De fait, pour se déplacer, l'avion est une solution possible vu les distances - ou les difficultés de transports dans l'extrême sud - et qui peut faire gagner beaucoup de temps.
A signaler qu'il existe un pass aérien intérieur proposé par la Lan Chile.

• Ile de Pâques, Juan Fernandez
Pour se rendre sur l'Ile de Pâques, il existe des vols au départ de Santiago pour en gros 400/600 € A/R.
Quant à l'archipel Juan Fernandez il est desservi plus ou moins régulièrement par deux petites compagnies locales (Aerosec et Ata) pour à priori dans les 500 € A/R.
Comment y aller
• Santiago
Prix : 850/1 050 €.
Aéroport A.M. Benitez à 21 km du centre.
Taxes d'aéroport : 15/18 US $ (intern.), 8 US $ (dom.).
Directs (14h00) Air France de Roissy.
Avec changement (17 à 24h00) : Iberia, Alitalia, British Airways, Avianca, Lan Chile, Aerolineas, Aeromexico, TAM, Delta, American Airlines.
→ Que choisir ? Comme souvent sur l'Amérique Latine, Iberia (via Madrid) est en bonne position sur la destination même si des compagnies comme TAM (via Sao Paulo) et surtout Lan Chile (via Madrid) offrent elles aussi de bons tarifs... et un meilleur service. A la limite, d'ailleurs, autant privilégier ces dernières - et en premier lieu LAN - si on n'est pas à quelques Euros près ou si on veut bénéficier ensuite du pass LAN sur son réseau intérieur.
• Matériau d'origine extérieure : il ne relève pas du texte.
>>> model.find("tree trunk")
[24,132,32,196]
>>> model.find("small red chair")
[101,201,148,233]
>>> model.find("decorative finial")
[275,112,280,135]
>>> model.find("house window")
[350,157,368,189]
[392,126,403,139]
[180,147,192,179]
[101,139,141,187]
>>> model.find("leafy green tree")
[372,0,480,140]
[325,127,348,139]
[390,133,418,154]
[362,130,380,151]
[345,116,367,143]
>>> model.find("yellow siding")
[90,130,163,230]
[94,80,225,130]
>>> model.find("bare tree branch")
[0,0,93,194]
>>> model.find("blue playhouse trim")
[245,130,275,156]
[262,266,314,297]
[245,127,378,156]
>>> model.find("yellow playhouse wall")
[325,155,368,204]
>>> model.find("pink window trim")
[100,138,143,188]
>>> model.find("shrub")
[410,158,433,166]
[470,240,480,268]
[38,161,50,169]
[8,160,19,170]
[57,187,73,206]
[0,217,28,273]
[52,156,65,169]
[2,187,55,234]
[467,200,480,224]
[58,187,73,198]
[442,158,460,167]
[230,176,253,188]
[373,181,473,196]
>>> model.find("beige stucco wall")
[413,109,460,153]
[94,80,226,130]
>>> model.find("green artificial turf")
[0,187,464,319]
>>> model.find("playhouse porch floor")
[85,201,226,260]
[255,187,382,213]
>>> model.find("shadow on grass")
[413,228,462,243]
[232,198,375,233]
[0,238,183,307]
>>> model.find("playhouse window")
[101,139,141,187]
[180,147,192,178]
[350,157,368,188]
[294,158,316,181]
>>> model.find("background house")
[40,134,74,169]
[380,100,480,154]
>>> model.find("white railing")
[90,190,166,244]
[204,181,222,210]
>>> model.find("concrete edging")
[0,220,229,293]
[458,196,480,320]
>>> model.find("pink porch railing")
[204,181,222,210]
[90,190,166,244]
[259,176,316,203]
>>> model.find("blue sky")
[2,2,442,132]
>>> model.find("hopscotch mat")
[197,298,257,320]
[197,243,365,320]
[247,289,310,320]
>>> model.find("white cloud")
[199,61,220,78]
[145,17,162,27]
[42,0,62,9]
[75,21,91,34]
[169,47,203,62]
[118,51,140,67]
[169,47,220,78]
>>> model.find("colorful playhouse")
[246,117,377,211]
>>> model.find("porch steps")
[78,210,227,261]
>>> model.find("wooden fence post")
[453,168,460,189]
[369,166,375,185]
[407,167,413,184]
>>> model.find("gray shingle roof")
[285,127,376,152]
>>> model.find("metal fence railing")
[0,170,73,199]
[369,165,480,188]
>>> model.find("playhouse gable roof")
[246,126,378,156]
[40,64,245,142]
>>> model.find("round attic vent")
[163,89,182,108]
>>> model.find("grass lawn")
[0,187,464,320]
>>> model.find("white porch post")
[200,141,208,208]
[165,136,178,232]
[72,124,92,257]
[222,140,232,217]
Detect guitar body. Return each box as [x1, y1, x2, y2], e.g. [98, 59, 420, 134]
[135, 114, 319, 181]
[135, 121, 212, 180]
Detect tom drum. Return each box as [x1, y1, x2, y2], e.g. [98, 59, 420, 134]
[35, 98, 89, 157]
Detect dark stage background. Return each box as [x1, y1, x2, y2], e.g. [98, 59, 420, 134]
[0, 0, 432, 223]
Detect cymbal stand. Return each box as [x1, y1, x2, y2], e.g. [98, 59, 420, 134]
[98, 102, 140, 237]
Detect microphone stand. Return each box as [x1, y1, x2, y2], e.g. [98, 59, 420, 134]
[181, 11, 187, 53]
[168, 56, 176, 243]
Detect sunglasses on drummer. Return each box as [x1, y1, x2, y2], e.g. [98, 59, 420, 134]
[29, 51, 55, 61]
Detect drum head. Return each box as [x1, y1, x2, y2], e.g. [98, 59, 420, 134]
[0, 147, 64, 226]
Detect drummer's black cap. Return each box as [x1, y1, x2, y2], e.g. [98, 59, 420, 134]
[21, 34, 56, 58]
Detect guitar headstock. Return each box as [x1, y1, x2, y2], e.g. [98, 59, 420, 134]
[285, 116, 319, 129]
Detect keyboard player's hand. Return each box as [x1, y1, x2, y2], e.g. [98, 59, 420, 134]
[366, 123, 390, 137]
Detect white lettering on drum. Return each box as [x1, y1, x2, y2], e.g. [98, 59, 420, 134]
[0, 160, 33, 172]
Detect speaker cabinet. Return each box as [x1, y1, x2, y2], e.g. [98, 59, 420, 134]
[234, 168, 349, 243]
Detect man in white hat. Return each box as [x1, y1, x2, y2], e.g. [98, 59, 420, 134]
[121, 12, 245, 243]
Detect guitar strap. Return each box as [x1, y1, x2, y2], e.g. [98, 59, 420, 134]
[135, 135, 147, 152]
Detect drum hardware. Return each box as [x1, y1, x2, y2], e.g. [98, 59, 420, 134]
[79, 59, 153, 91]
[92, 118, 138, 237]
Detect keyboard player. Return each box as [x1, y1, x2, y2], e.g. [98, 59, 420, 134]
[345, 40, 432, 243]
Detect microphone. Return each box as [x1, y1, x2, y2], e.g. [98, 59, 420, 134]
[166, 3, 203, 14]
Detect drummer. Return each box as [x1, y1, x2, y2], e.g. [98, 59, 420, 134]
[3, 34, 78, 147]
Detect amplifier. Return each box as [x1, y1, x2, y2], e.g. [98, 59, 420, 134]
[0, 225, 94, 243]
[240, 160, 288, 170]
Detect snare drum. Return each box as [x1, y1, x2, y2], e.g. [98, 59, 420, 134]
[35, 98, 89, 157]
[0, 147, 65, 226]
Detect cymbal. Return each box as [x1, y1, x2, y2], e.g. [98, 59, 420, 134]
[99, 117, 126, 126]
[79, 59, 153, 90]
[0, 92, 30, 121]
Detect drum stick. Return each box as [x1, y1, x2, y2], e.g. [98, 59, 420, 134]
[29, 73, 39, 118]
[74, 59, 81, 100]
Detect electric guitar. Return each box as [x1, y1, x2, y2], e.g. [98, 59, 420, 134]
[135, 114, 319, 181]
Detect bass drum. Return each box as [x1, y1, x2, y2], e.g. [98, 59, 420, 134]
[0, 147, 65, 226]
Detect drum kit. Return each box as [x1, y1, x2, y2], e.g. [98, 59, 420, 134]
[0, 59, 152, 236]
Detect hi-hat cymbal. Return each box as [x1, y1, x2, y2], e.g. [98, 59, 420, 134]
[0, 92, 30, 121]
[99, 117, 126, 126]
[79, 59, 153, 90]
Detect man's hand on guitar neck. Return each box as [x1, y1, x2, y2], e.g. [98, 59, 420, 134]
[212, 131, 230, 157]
Quant à Aerolineas, American/Delta et Air France si elles peuvent parfois apparaître comme possibles sur le Chili, leurs vols n'en comportent pas moins quelques inconvénients. Deux stops pour la première (Madrid et Buenos-Aires), un détour par les USA pour les secondes, et une escale pour le direct d'Air France ne compensant pas vraiment la différence durée/prix (environ 200 € de plus) par rapport à la concurrence.
Voie terrestre
• Frontières
Argentine (5 308 km), Bolivie (860 km) et Pérou (171 km).
Pas de problème pour accèder au Chili depuis les pays voisins. Il existe un point de passage terrestre avec le Pérou et plusieurs avec la Bolivie dont certains il est vrai sont un peu difficiles et demandent parfois du temps. A signaler que la ligne de train faisant Calama (Chili) - Uyuni (Bolivie) a été fermée.
Pour ce qui est de l'Argentine, excepté à la limite au sud, il y a de nombreux passages qui nécessitent de traverser les Andes (certains cols ferment en hiver). L'un des trajets les plus empruntés entre les deux pays est la route qui relie Mendoza à Santiago.
Voie maritime
Les ports chiliens de Valparaiso, Antofagasta et Arica sont accessibles en cargo.
En dehors de cela, on trouvera aussi un "grand classique" des croisières avec les bateaux qui relient le Chili à l'Argentine via les canaux de Patagonie.